第69話 プラ板アクセサリー

文字数 1,659文字

室内を見回しても葵の姿は見当たらない

「山川さんは工房だって、
言ってませんでしたか? 」

向井は虎獅狼に近づくと聞いた。

「葵はさっき下界に下りて行った」

「行き違いか~


契約の事を聞きたかったんですけどね」

向井が両手を腰に当て、
首を前に垂らした。

「山川なら、
もう少し継続するそうですよ」

冥王が膝から三鬼とこんを下ろすと、
向井を見た。

「アニメになるなら、まあそうですよね。
でも、このままじゃ、
いつまでも成仏しませんけど、
それでもいいんですか? 」

向井が聞く。

「山川はこのまま、
消滅するかもしれませんね」

「消滅? 」

「なかなか再生に進まない魂は、
意外と寿命が近いものも多いんです。
そういう霊は、
満足したまま消滅しちゃいますから、
彼女もそうかもしれませんね」

「そんなことあるんですか? 」

「数は少ないですけどありますよ。
だから問題を起こさない限りは、
放っておいても大丈夫です」

「もう、そういうことは、
最初に教えておいてくださいよ」

「だって、聞かれなかったから」

冥王の答えに、
向井はムッとして睨んだ。

「嫌ですね~このおじちゃんは」

三鬼とこんの顔を見て、
冥王がとぼけた顔で言った。

「そんなことより、
俺はプラ板をやってみたいんだが」

虎獅狼がそう言ったところへ、
プラ板作家の青田が近づいてきた。

「おお~
おぬしがこれを作った作家か? 」

虎獅狼がペンダントを見せた。

「気に入りました?
絵は山川さんですけど、
そこから加工して、
アクセサリーにしたんです」

「俺も仲間から欲しいと言われたぞ。
で、簡単なものなら、
こやつが作れるというんだが本当か? 」

虎獅狼が向井を指さした。

「作れますよ。
練習すれば大作もできますから」

「私も教えて欲しいです」

冥王が言うと、

「ダメだよ。
僕たちとお花を作るんだから」

三鬼の文句に、

「じゃあ、お花が終わったら、
みんなで一緒にプラ板作ってみる? 」

「やる~」

青田の提案に、
三鬼とこんが嬉しそうに飛び跳ねた。

「はいはい。
じゃあ、冥王もチビ達もこっちきて、
ブーケ作りますよ」

奥のブースから出てきた、
かんなくずアート作家の及川は手を叩くと、
三人を呼んだ。

及川は冥界の提灯を、
かんなくずランプにして、
柔らかな灯りにしたいと工房で作っていた。

「瞳にも優しい温かみのある色合いだから、
冥界には合うと思うんだけど」

そしてその合間に作っていた、
図書室のブーケが可愛いと、
チビ達が騒ぐので、
教室を開いたらしい。

ここはいつから、
ワークショップになったのだろう。

向井は工房で作家たちに教わりながら、
何かを製作している死神達を見て笑った。

「だったら俺が、
先に教えてもらってもいいよな」

虎獅狼がワクワクした顔で青田を見た。

「いいですよ」

青田が笑いながら、
虎獅狼と空いたテーブルに座った。

犬の姿から人の姿に化けている虎獅狼は、
ちょっと笑える。

年齢は高いが姿は少年に近い。

「すいませんね。

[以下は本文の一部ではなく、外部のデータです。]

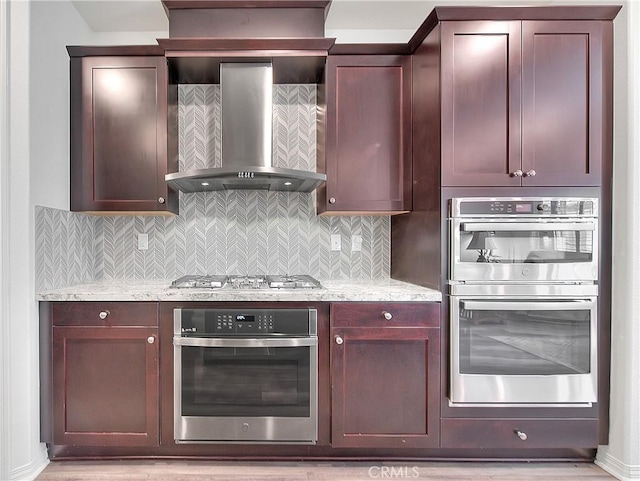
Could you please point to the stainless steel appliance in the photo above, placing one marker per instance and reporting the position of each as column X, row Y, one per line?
column 524, row 240
column 245, row 375
column 246, row 136
column 523, row 300
column 246, row 282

生徒が鬼や妖怪で」

向井が言うと、

「いいえ。死んだのにこうやって、
作品を自由に作れて私も楽しいんです。
家族を残して亡くなってしまったのは、
辛いですけど……
でも、ここにいる方は、
誰もがそんな思いを抱えているわけで、
結局自分だけではないですから」

四十代の青田は、
中学生の子供のことが、
心配だと言っていた。

人には人の数だけ人生があり、
霊にも多くの思いを持つものがいる。

虎獅狼がその話に、

「俺など長く生きているが、
最後は屍になるだけで、
それより上も下もないと思うぞ。
人間は考えすぎるのが良くない。
存外、
生あるものは図太いと思うがな」

まじめな顔で話した。

「虎獅狼は時々、
驚くような事を言いますね」

向井がいい、青田も一驚する。

「時々とは失敬な。
俺達から見れば、
風が吹くくらいの時間しか、
生きられないのが人間だろう。
好きに生きればいい」

虎獅狼はそういって二人を見た。

「そうですよね。
私の子供も、
人に迷惑をかけさえしなければ、
好きに生きて欲しいです」

青田も笑った。

「うむ。
元気ならばそれでいいではないか」

虎獅狼はそういうと、

「まずは何をしたらいいのだ? 」

青田と楽しそうに作業を始めた。